Here in the Santa Monica Bay the whales are usually en route, so there is no time for such niceties. However, there are exceptions. Boaters and surfers have had meetings with grays in the Santa Monica Bay, where the whales showed an amazing curiosity and affability.

“I was out there and I saw a fin flop over and I said ‘uh oh’ and started paddling back in,” said local surfer P.J. Haring, who thought he had just spotted a shark while surfing at a Santa Monica beach.

But after a fellow surfer called to him to come back, he discovered it was a gray whale calf.

“It looked about 20 to 30 feet long,” Haring said. “Four of us were sitting in a circle and it swam underneath and came up in between us, right next to us — if I’m in a car it’s in the passenger seat.”

Haring said the calf hung around for a few minutes swimming closely, looking at them from time to time until they all saw the mother, some 50 yards away, signal to the calf and it obediently swam away.

“Because of the eco-tourism in South Mexico, they’re more and more habituated to people being around,” said Rob Mortensen, assistant curator for the birds and mammal group at the Long Beach Aquarium of the Pacific, of Haring’s experience. “They’ll sometimes stop and look around [during the migration] and since they’re more of a near-shore whale — you’ll find stuff like that happening.”

With that said, whale experts still recommend that whales be given substantial clearance by recreational boaters who happen upon them or seek them out.

“You shouldn’t rush up on a whale or cut it off and it’s best not to change your engine speed or get between mothers and calves,” said Janiger. “The problems that we generally see are with private boaters.

“There are a lot of people who may not be aware that there’s a whale migration going on out here. I sometimes see people on personal watercraft zipping around almost hitting the whales. I’ve seen one whale breach to avoid being hit by a PWC [personal watercraft].
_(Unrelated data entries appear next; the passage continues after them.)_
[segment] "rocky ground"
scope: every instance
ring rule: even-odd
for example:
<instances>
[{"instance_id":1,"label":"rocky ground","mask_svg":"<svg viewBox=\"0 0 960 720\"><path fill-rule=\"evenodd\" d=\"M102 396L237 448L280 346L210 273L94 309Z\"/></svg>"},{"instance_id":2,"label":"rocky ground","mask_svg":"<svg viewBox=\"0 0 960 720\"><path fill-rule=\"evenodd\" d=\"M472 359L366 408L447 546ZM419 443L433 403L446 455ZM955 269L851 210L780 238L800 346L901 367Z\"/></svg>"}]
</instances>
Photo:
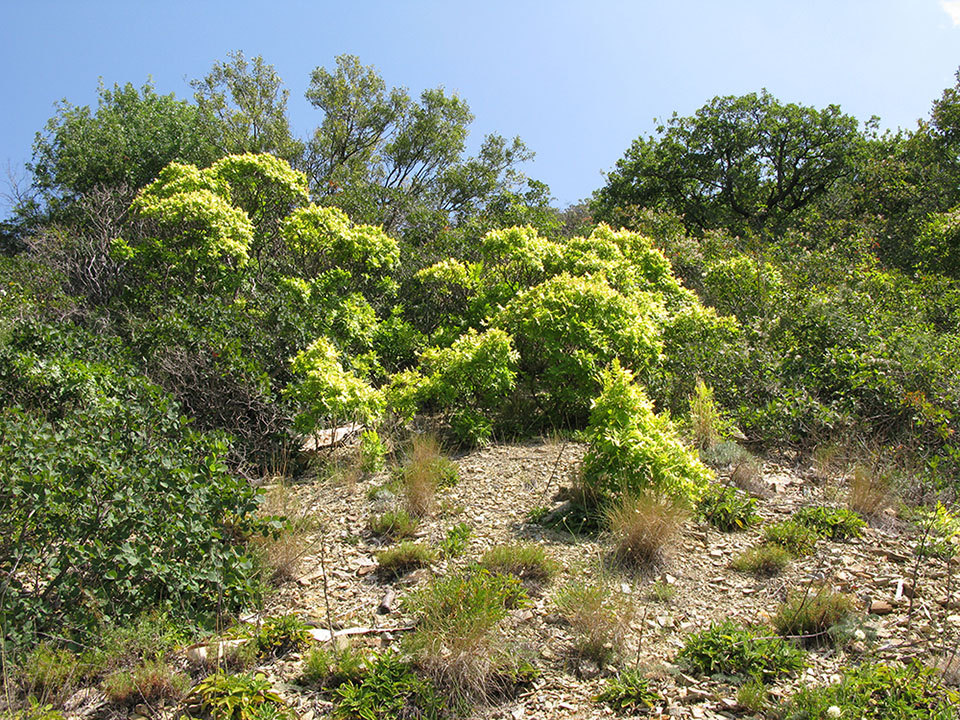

“The best thing to do is maintain the motor’s speed and try to keep 100 yards between you and the whale — you’re not supposed to approach any closer than that [by law].

“Now if the whale decides to come around closer to you — that’s a different story.”

For the next month most of the whales will be traveling south and from late February through mid-May the grays will more commonly be seen moving north back to their arctic feeding grounds.